Zat guns ready, Teal'c and Daniel aimed outside. Sam closed the compartment and opened the next. Three remaining.
O'Neill was glaring at her, silently urging her to hurry.
“What is it, Brownie?” A fourth voice this time, coming closer.
“It's like some big ol' plow or something dug a whole through... Lemme get my flashlight.”
“I don't know about no missile.” The first voice sounded skeptical. “You see that load Major Marcel and Captain Cavitt brought in? The Major's Buick was loaded to the roof. Me 'n Smitty got pulled outta bed at 0300 and ordered to unload the Captain's Carryall and pack it into crates.”
The voices faded and Sam slipped in the final crystal, closed the compartment, leaned close to the General and whispered, “Don't power up, just think about cloaking us.”
“...Pappy just flew out with the whole lot of it.”
“Where'd they take it?”
“Fort Worth, but I saw the flight plan. He's leaving the colonel there and taking everything to Wright.”
The implications of that statement alarmed Sam, but she focused on the power readings—which shifted, indicating minimal drain. She could not be absolutely certain they were cloaked because from within the jumper everything appeared unchanged—including their view through the open hatch. Outside, the beam of a flashlight cut through the patchwork of shadows cast by an intensely bright sunrise.
“There's a hole down there, like a cave or something,” said the sergeant. “I'm going down, I want to take a closer look.”
Sam's pulse raced when a pair of khaki-clad legs and polished black shoes dangled down through the wreckage less then ten feet from the rear of the jumper.

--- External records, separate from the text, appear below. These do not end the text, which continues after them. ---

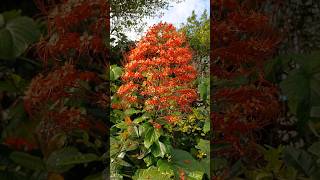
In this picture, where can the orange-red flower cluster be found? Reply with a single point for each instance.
(54, 86)
(61, 120)
(243, 40)
(158, 74)
(19, 144)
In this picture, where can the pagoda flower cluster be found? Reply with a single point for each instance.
(243, 40)
(46, 97)
(158, 75)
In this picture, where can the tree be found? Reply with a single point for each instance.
(198, 34)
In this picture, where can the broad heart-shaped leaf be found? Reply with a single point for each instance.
(28, 161)
(204, 146)
(16, 35)
(151, 136)
(64, 159)
(152, 173)
(159, 149)
(302, 85)
(301, 160)
(183, 159)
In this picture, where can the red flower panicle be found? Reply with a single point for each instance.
(53, 87)
(19, 144)
(242, 41)
(158, 74)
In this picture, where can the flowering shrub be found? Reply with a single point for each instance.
(243, 40)
(158, 75)
(155, 123)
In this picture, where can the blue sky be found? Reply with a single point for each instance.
(176, 14)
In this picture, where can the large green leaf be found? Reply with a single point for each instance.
(159, 149)
(302, 86)
(184, 160)
(301, 160)
(151, 173)
(16, 35)
(151, 136)
(64, 159)
(27, 160)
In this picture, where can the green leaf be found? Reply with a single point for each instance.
(159, 149)
(299, 159)
(203, 89)
(206, 127)
(184, 160)
(165, 167)
(64, 159)
(204, 146)
(151, 136)
(302, 86)
(151, 173)
(218, 164)
(16, 35)
(27, 160)
(98, 176)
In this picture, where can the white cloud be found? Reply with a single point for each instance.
(176, 14)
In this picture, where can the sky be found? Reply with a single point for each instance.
(176, 14)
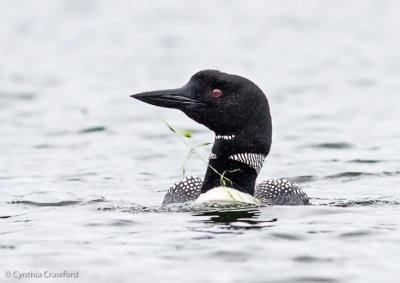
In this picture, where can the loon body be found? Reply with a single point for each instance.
(237, 111)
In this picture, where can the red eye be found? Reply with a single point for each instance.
(217, 93)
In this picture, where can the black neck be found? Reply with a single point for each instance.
(235, 174)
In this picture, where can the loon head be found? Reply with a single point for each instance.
(236, 110)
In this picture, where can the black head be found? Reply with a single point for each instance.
(226, 104)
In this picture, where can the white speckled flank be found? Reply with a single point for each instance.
(274, 191)
(254, 160)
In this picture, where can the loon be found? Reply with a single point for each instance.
(237, 111)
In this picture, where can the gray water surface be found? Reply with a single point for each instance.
(84, 168)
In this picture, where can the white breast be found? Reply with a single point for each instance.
(226, 195)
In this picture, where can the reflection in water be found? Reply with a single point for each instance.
(235, 219)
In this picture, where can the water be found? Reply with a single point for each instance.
(84, 167)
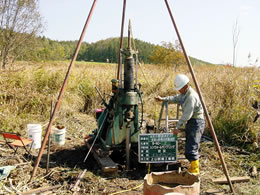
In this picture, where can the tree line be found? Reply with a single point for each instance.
(21, 27)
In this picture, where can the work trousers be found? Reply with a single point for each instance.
(194, 131)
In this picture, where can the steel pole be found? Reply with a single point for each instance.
(62, 91)
(212, 131)
(121, 41)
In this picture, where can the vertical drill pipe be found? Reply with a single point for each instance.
(62, 90)
(212, 131)
(128, 145)
(121, 41)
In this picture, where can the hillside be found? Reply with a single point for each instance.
(100, 51)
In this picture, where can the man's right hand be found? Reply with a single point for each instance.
(158, 98)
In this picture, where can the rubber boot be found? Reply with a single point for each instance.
(194, 167)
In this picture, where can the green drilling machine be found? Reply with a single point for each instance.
(118, 123)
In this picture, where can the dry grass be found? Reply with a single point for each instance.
(26, 94)
(27, 90)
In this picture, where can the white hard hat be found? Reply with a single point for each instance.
(180, 81)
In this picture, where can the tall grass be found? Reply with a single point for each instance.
(26, 94)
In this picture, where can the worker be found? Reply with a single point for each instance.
(192, 118)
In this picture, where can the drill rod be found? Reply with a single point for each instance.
(121, 42)
(212, 131)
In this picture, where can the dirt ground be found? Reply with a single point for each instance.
(66, 162)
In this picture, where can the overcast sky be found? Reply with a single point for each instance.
(206, 26)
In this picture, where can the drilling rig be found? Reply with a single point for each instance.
(118, 123)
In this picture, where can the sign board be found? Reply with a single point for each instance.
(157, 148)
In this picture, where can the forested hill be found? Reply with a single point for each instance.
(100, 51)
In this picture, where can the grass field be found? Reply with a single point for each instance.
(27, 90)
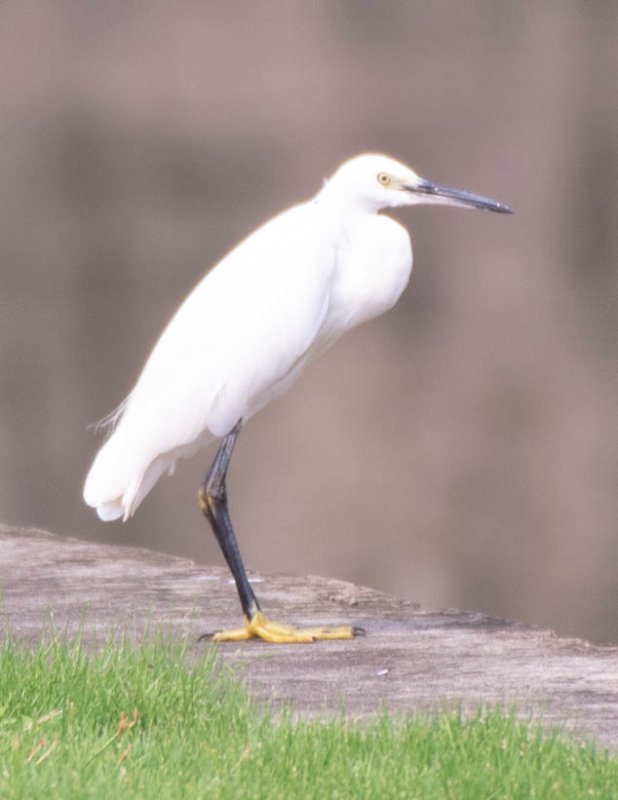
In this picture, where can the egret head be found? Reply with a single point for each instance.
(376, 181)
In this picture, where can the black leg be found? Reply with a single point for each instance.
(213, 502)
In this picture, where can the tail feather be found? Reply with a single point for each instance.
(117, 484)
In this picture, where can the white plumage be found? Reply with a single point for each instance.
(278, 299)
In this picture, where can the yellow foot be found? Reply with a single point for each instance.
(259, 627)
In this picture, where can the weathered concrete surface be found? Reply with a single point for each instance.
(409, 660)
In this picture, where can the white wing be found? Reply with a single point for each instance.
(226, 352)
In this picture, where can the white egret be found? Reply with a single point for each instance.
(276, 301)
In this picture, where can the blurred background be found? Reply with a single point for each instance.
(460, 451)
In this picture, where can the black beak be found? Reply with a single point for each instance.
(456, 197)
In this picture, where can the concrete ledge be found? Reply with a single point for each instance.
(410, 660)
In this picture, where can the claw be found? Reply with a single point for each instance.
(258, 627)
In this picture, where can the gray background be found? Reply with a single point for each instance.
(460, 451)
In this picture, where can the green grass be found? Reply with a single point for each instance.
(148, 721)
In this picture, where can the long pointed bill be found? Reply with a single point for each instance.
(434, 193)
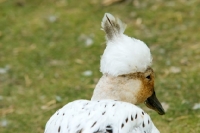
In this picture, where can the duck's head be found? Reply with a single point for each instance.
(125, 64)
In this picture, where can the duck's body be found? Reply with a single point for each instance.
(127, 80)
(104, 116)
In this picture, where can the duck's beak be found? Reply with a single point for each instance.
(153, 103)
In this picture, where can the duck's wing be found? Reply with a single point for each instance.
(105, 116)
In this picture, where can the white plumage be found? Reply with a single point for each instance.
(127, 80)
(123, 54)
(105, 116)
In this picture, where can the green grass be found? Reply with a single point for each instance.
(46, 59)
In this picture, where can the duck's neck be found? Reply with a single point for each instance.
(117, 88)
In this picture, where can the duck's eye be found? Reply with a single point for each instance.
(148, 77)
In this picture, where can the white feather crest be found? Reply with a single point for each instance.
(123, 54)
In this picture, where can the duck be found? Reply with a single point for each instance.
(127, 80)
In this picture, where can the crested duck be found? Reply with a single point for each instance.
(127, 80)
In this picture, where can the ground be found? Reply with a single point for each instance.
(50, 53)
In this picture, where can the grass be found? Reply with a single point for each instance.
(44, 54)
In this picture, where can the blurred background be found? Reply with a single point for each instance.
(50, 52)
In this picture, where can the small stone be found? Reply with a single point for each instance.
(52, 18)
(58, 99)
(87, 73)
(174, 69)
(196, 106)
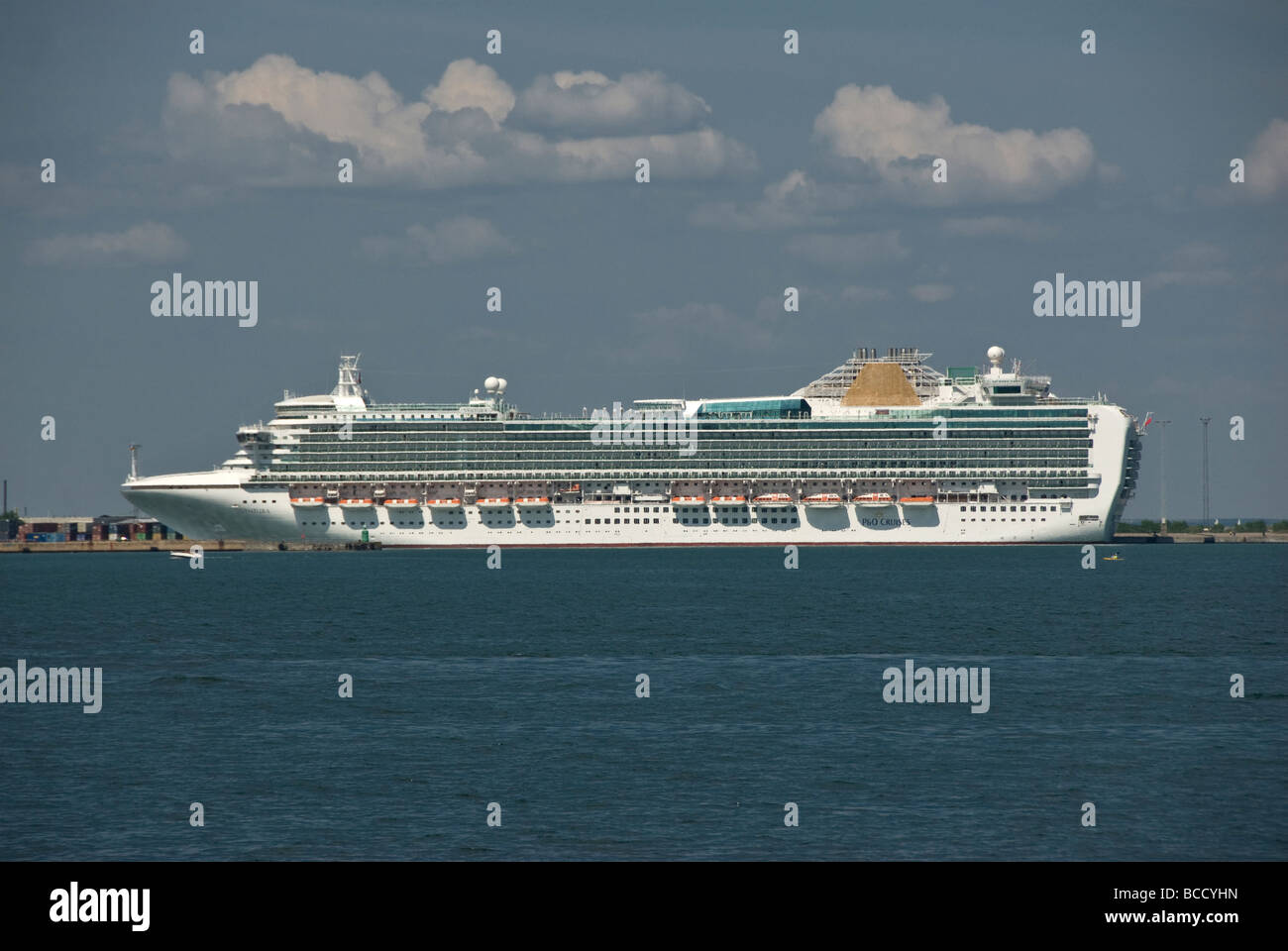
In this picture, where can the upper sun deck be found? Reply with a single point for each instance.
(900, 384)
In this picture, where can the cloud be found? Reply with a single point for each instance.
(281, 124)
(1197, 264)
(1266, 166)
(931, 292)
(999, 226)
(589, 103)
(451, 240)
(892, 142)
(143, 244)
(797, 201)
(848, 251)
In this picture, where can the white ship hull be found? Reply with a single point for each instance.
(980, 459)
(205, 509)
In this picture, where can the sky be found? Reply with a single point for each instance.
(518, 170)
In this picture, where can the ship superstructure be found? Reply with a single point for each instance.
(883, 449)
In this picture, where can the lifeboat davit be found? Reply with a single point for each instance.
(823, 500)
(874, 500)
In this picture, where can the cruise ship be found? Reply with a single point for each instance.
(881, 450)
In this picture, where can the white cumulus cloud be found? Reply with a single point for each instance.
(143, 244)
(590, 103)
(894, 141)
(279, 124)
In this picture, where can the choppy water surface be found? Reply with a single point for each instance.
(519, 687)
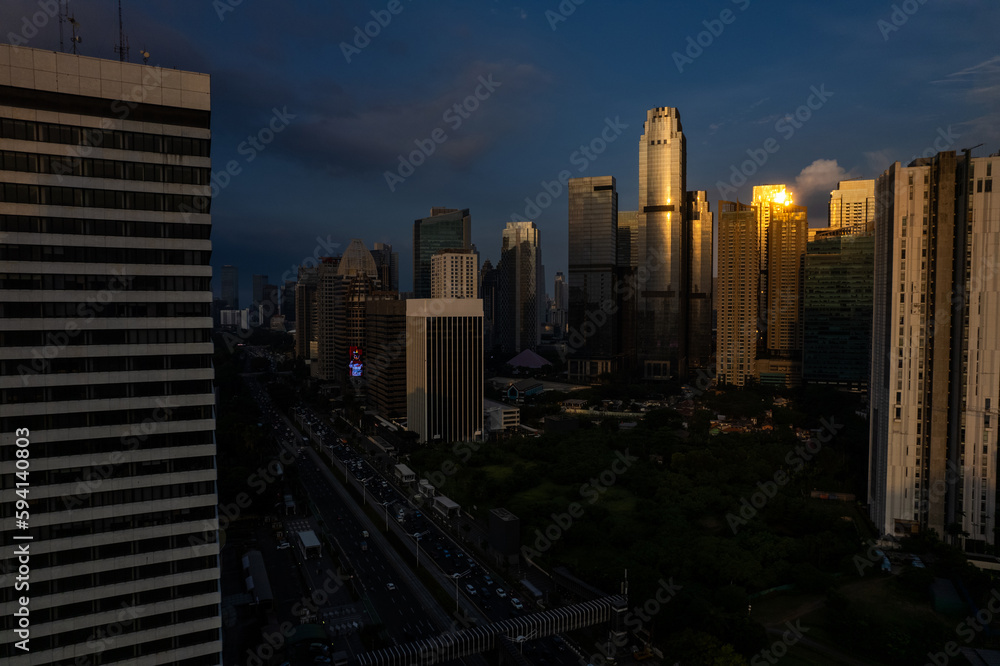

While she knew the theory behind the jumper's cloaking capabilities, it was disconcerting when the beam from the sergeant's flashlight panned inside, causing her to flinch when it briefly hit her eyes. They could not allow the jumper to be discovered.
“I still reckon it was one of them rockets,” Charlie called from somewhere above. “White Sands; they don't tell no-one nothing. You remember what it was like around here right up until they tested that A-bomb.”